STUDY_ACROSS_POPULATIONS(
  kmer.table,
  kmer.cutoff = 5,
  genome.name,
  k,
  db = "refseq",
  central.pattern = NULL,
  population.size = 1e+06,
  selected.genes,
  add.to.existing.population = FALSE,
  output.dir = "study_across_populations/",
  population.snv.dt = NULL,
  loop.chr = TRUE,
  plot = FALSE,
  fasta.path
)

Arguments

`kmer.table`	A data.table of kmer table.
`kmer.cutoff`	Percentage of extreme kmers to study. Default to 5.

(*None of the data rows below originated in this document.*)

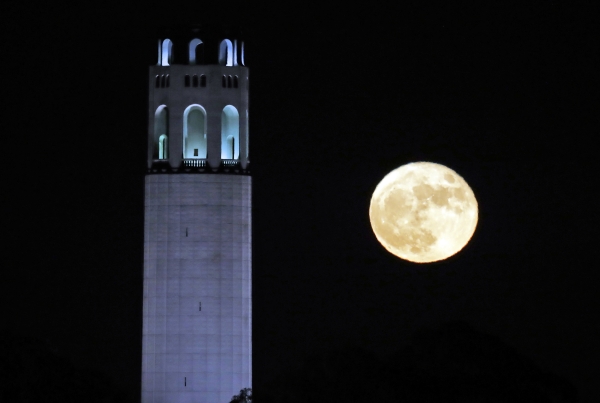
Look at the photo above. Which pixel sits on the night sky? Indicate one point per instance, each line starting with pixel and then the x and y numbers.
pixel 339 96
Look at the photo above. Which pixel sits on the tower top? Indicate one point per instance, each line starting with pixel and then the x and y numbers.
pixel 218 44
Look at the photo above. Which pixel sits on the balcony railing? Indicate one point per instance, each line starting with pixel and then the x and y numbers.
pixel 194 162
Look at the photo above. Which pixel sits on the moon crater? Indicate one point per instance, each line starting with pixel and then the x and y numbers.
pixel 423 212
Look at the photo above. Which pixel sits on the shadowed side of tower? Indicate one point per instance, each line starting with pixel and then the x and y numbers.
pixel 197 339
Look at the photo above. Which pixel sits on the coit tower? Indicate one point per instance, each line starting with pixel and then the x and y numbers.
pixel 197 324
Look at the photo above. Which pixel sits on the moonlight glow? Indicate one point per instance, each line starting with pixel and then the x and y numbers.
pixel 423 212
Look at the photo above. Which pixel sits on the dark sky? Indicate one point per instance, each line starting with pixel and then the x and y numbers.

`genome.name`	UCSC genome name.
`k`	K-mer size.
`db`	Database used by UCSC to generate gene prediction: "refseq" or "gencode". Default is "refseq".
`central.pattern`	K-mer's central patterns. Default is NULL.

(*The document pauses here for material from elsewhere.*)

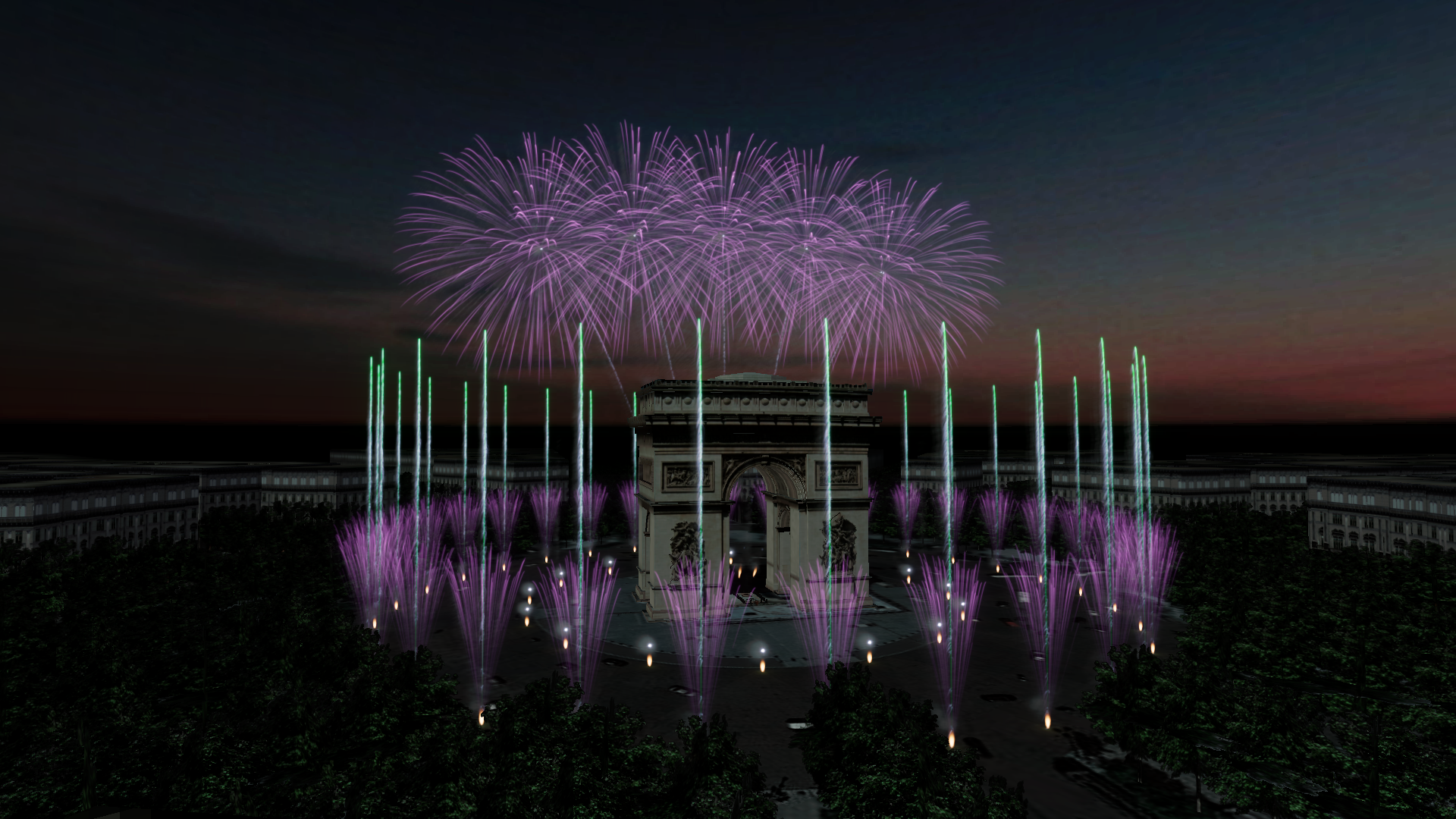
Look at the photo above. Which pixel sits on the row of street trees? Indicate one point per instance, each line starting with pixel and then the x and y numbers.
pixel 1305 682
pixel 224 675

`population.size`	Size of population to simulate. Default is 1 million.
`selected.genes`	Set of genes to study e.g. skin cancer genes.
`add.to.existing.population`	Add counts to counts.csv? Default is FALSE.
`output.dir`	A directory for the outputs. Default to study_across_populations.
`population.snv.dt`	Population SNV table.
`loop.chr`	Loop chromosome?. Default is TRUE. If FALSE, beware of a memory spike because of VCF content. VCF contains zero counts for every population. Input pre-computed trimmed-version population.snv.dt.
`plot`	Boolean. Default is FALSE. If TRUE, will plot results.
`fasta.path`	Path to a directory of user-provided genome FASTA files or the destination to save the NCBI/UCSC downloaded reference genome files.